Written by Rafer Roberts
Art by Raul Allen, Patricia Martin, Juan Jose Ryp, Frankie D’Armata, Dave Lanphear, Darick Robertson, Richard Clark, & Diego Rodriguez
Published by Valiant Comics
Release Date: November 16, 2016

Changing the world has consequences.

After foiling Toyo Harada’s plot to use psiots across the globe, the Renegades have gone their separate ways. In their wake grows a group willing to awaken the powers of potential psiots but with disastrous results. @X ends up coming across the NSA, threatening whatever normalcy he knows. He tries to recruit the former Renegades with little result besides the hero Faith. In the end one of their teammates makes a desperate plea to an old friend to help make things right.

Harbinger Renegade #1 is much more serious than I ever expected, though that makes sense in the context of the story. The Renegades helped save the world, but they find that their actions lead to other paths they didn’t expect. The fact that there are significant unintended consequences of a heroic crusade sounds true to life. As they say, the road to hell is paved with good intentions, and this return of the Renegades explores how young people can lead the way to the future but also end up creating dire circumstances for others. The narrative of youth, conflict, and consequence is a helpful narrative choice which also lends to exploring the fallout that each of the characters experienced.

Raul Allen and Patricia Martin create beautifully graphic images within the first few pages of the issue outlining the history of the Renegades. I love the minimalistic choices of color and how they add emphasis to create the dynamic history of the main characters. Allen and Martin’s work is eye popping, which helps to engage the reader in this new series.

In Juan Jose Ryp and Frankie D’Armata’s prologue pages, we have a simultaneous dance between chaos and composure. Toyo’s attempt to take down his adversary in a beautiful Spanish home combines the elegance of classic sculptures with the carnage experienced by his agents before their demise. These visual elements mimic the conflict between Toyo and his foe through their differing demeanors and actions even within a few pages, providing a useful artistic parallel to this part of the story.

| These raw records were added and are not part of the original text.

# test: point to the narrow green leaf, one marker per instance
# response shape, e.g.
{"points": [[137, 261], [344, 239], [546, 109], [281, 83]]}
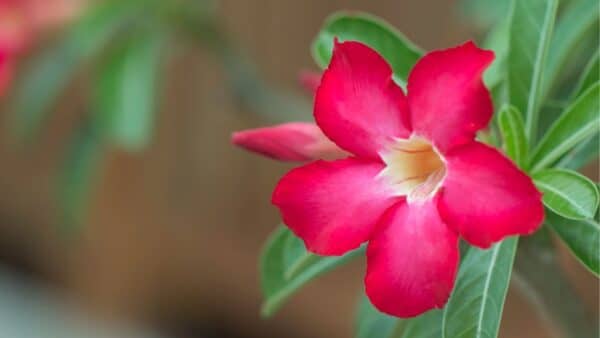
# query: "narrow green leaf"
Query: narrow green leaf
{"points": [[378, 34], [427, 325], [370, 323], [84, 155], [48, 74], [582, 154], [278, 284], [474, 309], [127, 90], [568, 193], [577, 123], [497, 40], [513, 133], [532, 22], [590, 75], [582, 238], [578, 19]]}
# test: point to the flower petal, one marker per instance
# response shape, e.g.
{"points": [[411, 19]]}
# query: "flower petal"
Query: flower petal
{"points": [[295, 141], [6, 72], [447, 98], [412, 260], [485, 197], [357, 104], [333, 206]]}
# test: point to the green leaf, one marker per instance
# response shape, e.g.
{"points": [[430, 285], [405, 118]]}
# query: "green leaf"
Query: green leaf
{"points": [[498, 41], [531, 27], [127, 90], [578, 19], [577, 123], [475, 307], [590, 75], [376, 33], [281, 254], [513, 133], [582, 154], [582, 238], [84, 155], [370, 323], [427, 325], [48, 74], [568, 193]]}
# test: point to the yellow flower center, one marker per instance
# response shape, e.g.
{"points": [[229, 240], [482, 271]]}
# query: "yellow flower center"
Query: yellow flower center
{"points": [[414, 167]]}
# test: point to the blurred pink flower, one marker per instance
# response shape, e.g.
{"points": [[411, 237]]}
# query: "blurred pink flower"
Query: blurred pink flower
{"points": [[22, 22]]}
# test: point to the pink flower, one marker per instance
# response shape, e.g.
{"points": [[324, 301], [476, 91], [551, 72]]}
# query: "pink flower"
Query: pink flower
{"points": [[22, 21], [416, 180]]}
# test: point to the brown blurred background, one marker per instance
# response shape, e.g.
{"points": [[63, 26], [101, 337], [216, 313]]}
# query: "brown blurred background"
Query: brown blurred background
{"points": [[173, 235]]}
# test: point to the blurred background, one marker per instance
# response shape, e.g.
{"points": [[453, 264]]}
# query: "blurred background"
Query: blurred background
{"points": [[160, 237]]}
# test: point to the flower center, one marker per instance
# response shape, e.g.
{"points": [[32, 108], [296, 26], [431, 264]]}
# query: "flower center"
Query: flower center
{"points": [[414, 168]]}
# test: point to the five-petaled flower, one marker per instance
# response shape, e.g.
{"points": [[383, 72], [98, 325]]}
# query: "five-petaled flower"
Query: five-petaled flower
{"points": [[409, 177]]}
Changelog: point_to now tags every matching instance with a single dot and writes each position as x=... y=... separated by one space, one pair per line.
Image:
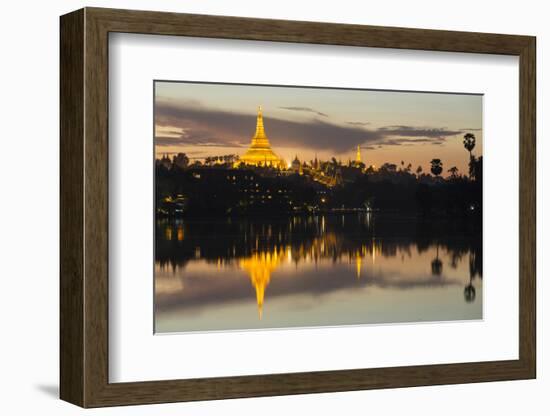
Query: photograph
x=288 y=207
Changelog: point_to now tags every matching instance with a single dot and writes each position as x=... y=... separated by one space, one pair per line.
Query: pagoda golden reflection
x=259 y=267
x=260 y=153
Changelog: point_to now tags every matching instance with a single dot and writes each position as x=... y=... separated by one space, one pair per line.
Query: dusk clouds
x=191 y=124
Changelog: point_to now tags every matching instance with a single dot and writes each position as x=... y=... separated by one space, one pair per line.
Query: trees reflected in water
x=259 y=247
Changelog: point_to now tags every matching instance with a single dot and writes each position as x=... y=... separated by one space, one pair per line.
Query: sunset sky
x=218 y=119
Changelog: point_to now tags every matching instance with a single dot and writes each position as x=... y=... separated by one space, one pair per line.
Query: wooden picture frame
x=84 y=207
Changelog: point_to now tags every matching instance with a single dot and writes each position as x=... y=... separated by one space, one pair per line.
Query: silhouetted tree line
x=219 y=189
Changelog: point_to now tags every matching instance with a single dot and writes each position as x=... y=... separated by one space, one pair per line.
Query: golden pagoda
x=259 y=153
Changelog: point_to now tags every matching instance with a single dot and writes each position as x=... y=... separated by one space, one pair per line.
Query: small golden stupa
x=259 y=153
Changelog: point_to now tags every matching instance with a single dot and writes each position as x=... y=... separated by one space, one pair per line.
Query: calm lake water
x=322 y=270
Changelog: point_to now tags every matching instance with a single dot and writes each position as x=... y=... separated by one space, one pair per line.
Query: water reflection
x=207 y=272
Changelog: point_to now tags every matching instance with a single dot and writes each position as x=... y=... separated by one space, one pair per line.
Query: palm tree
x=437 y=167
x=437 y=265
x=454 y=172
x=469 y=142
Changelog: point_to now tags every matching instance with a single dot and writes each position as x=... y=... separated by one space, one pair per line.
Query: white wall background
x=29 y=209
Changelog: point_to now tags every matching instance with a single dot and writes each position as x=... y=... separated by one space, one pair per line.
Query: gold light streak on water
x=259 y=268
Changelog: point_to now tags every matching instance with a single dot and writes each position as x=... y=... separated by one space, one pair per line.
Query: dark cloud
x=210 y=127
x=306 y=109
x=428 y=133
x=358 y=123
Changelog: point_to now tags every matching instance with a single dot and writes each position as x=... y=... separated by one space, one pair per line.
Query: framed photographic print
x=256 y=207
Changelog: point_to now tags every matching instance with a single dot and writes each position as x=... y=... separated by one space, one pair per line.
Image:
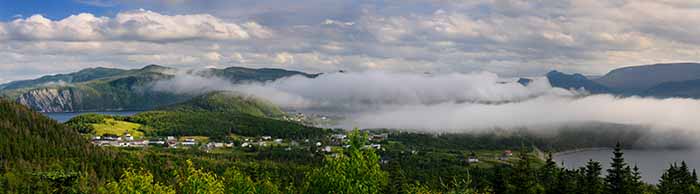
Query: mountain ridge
x=100 y=88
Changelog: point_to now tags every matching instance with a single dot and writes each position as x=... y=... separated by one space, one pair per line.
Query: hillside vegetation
x=99 y=89
x=216 y=115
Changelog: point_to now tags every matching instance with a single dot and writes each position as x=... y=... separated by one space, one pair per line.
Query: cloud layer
x=455 y=102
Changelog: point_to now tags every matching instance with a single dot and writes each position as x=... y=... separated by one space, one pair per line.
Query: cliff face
x=50 y=99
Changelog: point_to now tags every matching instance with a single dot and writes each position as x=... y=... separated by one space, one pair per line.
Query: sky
x=506 y=37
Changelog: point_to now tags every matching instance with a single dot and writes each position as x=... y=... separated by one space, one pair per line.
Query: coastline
x=573 y=151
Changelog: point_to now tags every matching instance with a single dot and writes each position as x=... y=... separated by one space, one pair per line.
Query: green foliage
x=619 y=179
x=357 y=172
x=118 y=89
x=592 y=183
x=133 y=181
x=523 y=180
x=237 y=182
x=220 y=114
x=196 y=181
x=84 y=123
x=678 y=179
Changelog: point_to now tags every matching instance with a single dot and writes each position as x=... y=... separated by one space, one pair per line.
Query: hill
x=29 y=136
x=575 y=81
x=637 y=79
x=100 y=89
x=228 y=102
x=40 y=155
x=215 y=115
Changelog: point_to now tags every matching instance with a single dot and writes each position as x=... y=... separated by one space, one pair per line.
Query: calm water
x=651 y=163
x=65 y=116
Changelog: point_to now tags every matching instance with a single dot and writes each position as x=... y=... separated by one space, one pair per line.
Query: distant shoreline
x=567 y=152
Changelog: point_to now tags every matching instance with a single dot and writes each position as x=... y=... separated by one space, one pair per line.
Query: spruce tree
x=617 y=180
x=592 y=183
x=635 y=183
x=549 y=175
x=523 y=179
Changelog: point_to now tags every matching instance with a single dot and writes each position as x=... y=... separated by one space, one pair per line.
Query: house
x=507 y=153
x=110 y=137
x=189 y=142
x=128 y=137
x=339 y=136
x=472 y=158
x=327 y=149
x=156 y=142
x=379 y=137
x=215 y=145
x=141 y=143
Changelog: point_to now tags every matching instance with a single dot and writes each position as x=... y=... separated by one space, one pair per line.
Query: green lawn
x=112 y=126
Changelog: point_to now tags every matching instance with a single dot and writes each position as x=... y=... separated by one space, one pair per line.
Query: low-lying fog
x=456 y=102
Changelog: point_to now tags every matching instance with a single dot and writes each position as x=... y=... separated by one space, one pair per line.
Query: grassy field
x=111 y=126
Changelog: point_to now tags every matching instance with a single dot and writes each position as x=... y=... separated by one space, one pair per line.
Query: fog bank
x=455 y=102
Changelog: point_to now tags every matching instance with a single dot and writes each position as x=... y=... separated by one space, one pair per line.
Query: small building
x=128 y=137
x=327 y=149
x=110 y=138
x=508 y=153
x=472 y=158
x=379 y=137
x=339 y=136
x=189 y=142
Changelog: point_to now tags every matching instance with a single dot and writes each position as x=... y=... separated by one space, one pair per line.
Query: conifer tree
x=592 y=183
x=617 y=180
x=549 y=174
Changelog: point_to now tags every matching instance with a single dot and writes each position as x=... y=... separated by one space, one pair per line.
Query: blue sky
x=506 y=37
x=54 y=9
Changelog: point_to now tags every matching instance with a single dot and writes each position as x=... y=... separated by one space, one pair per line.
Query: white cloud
x=507 y=37
x=139 y=25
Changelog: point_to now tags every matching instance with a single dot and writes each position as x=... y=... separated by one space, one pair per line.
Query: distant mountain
x=229 y=102
x=99 y=89
x=682 y=89
x=219 y=114
x=638 y=79
x=576 y=82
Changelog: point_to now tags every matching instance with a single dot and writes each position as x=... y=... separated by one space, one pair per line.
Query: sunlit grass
x=111 y=126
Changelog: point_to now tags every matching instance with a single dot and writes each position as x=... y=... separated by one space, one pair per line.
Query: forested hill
x=219 y=114
x=100 y=89
x=39 y=155
x=32 y=137
x=229 y=102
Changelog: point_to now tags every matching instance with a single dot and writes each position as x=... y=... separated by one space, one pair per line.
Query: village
x=331 y=145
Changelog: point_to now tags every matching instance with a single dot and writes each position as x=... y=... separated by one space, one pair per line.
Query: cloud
x=507 y=37
x=139 y=25
x=454 y=102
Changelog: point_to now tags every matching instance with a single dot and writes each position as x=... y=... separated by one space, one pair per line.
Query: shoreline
x=567 y=152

In the main pages of Harbinger Renegade #1, Darick Robertson, Richard Clark, and Diego Rodriguez create an effect similar to that of Ryp and D’Armata, in that many of the events in these pages feel relatively normal until they are undercut by people or actions that are devastating. When I think of this art, the word sinister comes to mind, as the panels are dense with ink but also holding emotions that belie the critical nature of each scenario. The team for these pages makes images which devolve from the characters’ normalcy after their conflict with Toyo into destruction and emotional appeals, underlining the fact that the Renegades are not all in a good place and there is no sign of their situation lightening.

Harbinger Renegade #1 is heavy. This is not a team comic that focuses on lighthearted compassion. Each of them are struggling to make sense of their lives as they are, as well as the places they find themselves in. From the looks of the first issue, this will be a dark series, so even the bright moments may still be tinged with shadow. I think it’s worth a shot if you want more context about the Harbingers, especially if you read Faith, though be prepared to face some of the difficulties of the human experience within these pages.